Hong Kong has long served as China’s entree into the global financial system and a symbol of the Communist Party’s ability to work with free-market societies; an overreaction might alienate big companies and imperil the territory’s economy.
“Anything too dramatic is going to be quite a high cost. It will be called Tiananmen 2.0, and they don’t want that kind of reputational hit,” said Kerry Brown, a professor of Chinese politics at King’s College London, referring to Beijing’s bloody crackdown on protesters near Tiananmen Square in 1989.
For the moment, Mr. Xi’s strategy appears to be to throw the government’s support behind Mrs. Lam and the police while blaming the United States for sowing strife.
Inside a ballroom at the Wuzhou Guest House in southern China last week, Zhang Xiaoming, Beijing’s top official for Hong Kong, told an audience of 500 politicians and business executives from Hong Kong that the protests “have the clear characteristics of a color revolution.”
In a smaller meeting after the remarks, Michael Tien, a pro-establishment lawmaker from Hong Kong concerned by the escalating violence, said he confronted mainland officials. He urged them to consider giving in to some of the protesters’ demands, including the withdrawal of the extradition bill. “We must resolve these issues,” Mr. Tien said he told Mr. Zhang at the meeting, which took place in Shenzhen. Mr. Tien said Mr. Zhang smiled and took a lot of notes but didn’t comment on his proposals.

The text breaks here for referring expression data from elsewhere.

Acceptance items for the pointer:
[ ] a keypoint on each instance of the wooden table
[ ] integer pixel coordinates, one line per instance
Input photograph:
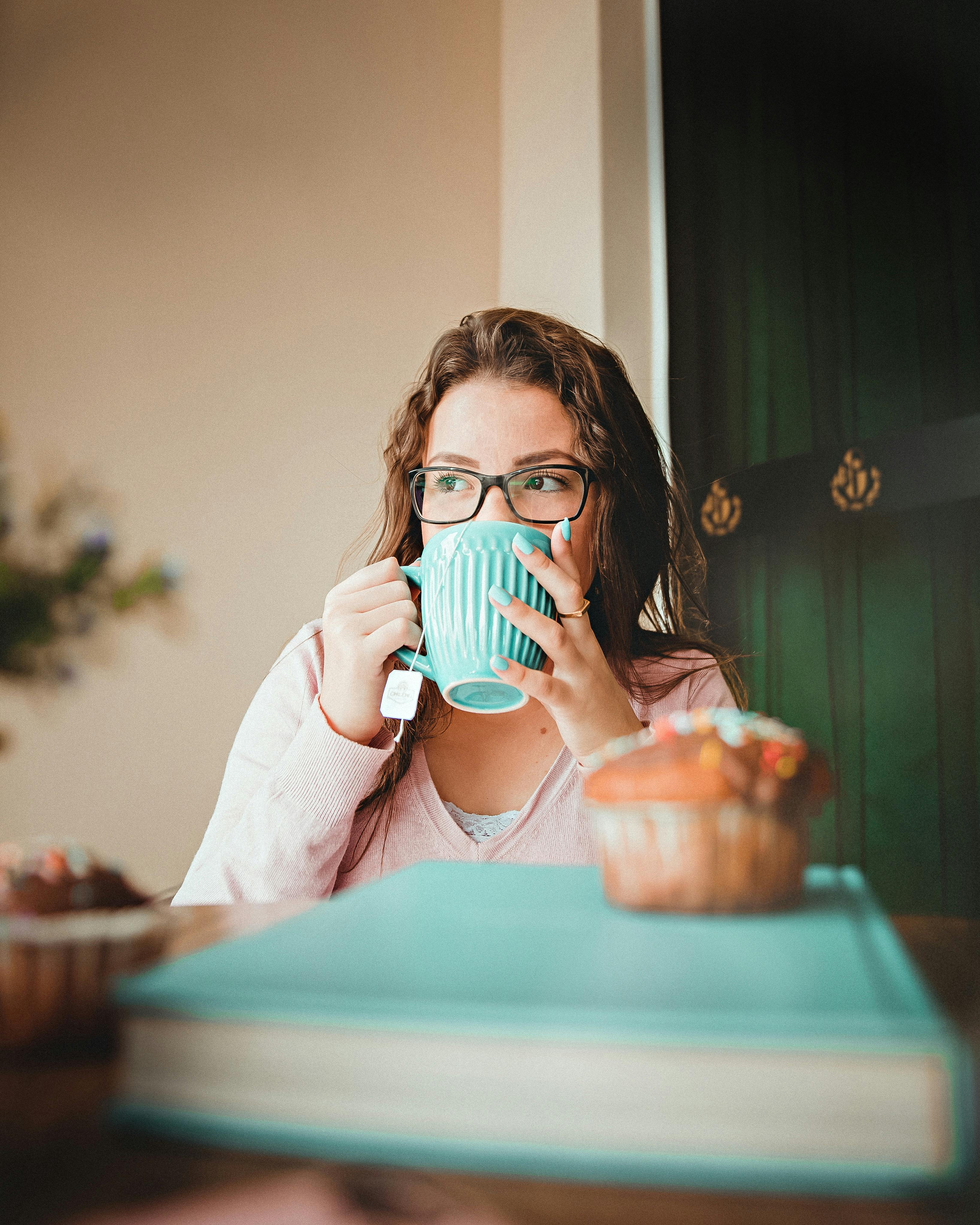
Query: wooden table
(60, 1160)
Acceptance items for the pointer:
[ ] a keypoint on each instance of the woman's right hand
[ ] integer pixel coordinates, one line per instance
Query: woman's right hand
(365, 618)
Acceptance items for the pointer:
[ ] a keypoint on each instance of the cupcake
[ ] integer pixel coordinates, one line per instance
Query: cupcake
(706, 811)
(68, 924)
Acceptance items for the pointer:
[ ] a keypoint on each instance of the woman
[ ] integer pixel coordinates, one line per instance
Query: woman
(316, 794)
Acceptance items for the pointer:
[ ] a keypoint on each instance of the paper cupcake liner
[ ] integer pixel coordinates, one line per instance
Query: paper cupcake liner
(56, 971)
(721, 857)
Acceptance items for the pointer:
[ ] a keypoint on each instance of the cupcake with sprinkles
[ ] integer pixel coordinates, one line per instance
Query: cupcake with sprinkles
(68, 925)
(706, 811)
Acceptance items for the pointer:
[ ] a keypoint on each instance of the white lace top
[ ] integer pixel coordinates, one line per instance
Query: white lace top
(477, 826)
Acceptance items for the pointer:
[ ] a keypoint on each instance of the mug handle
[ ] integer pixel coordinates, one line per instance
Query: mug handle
(413, 574)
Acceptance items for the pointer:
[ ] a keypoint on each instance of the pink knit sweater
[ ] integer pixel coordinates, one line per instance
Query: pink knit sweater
(286, 824)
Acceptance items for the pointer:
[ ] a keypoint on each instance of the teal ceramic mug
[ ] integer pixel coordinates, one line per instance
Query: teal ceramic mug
(462, 628)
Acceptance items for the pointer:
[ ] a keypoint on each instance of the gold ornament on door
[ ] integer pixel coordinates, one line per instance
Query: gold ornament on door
(854, 487)
(722, 511)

Mr. Zhang also rejected the protesters’ demands for free elections, saying the Chinese government would not be willing to consider any electoral system that does not allow Beijing to screen a list of candidates, according to Mr. Tien.
Anything short of that, Mr. Zhang said, would be as good as giving up control of Hong Kong.
“I just want the central government to be more concerned about how these future generations will think, beyond the current unrest,” said Mr. Tien.
The debate focuses now on whether the “one country, two systems” arrangement can survive in Hong Kong, or whether Beijing will seek to make it “one country, one system.”
Ronny Tong, a pro-establishment member of the executive council, Mrs. Lam’s top advisory body, said he worries that Hong Kong risks losing its special status.
“How do you think Beijing will think now?” he added. “Do you think they will want to give democracy to people when people are insulting their rule?”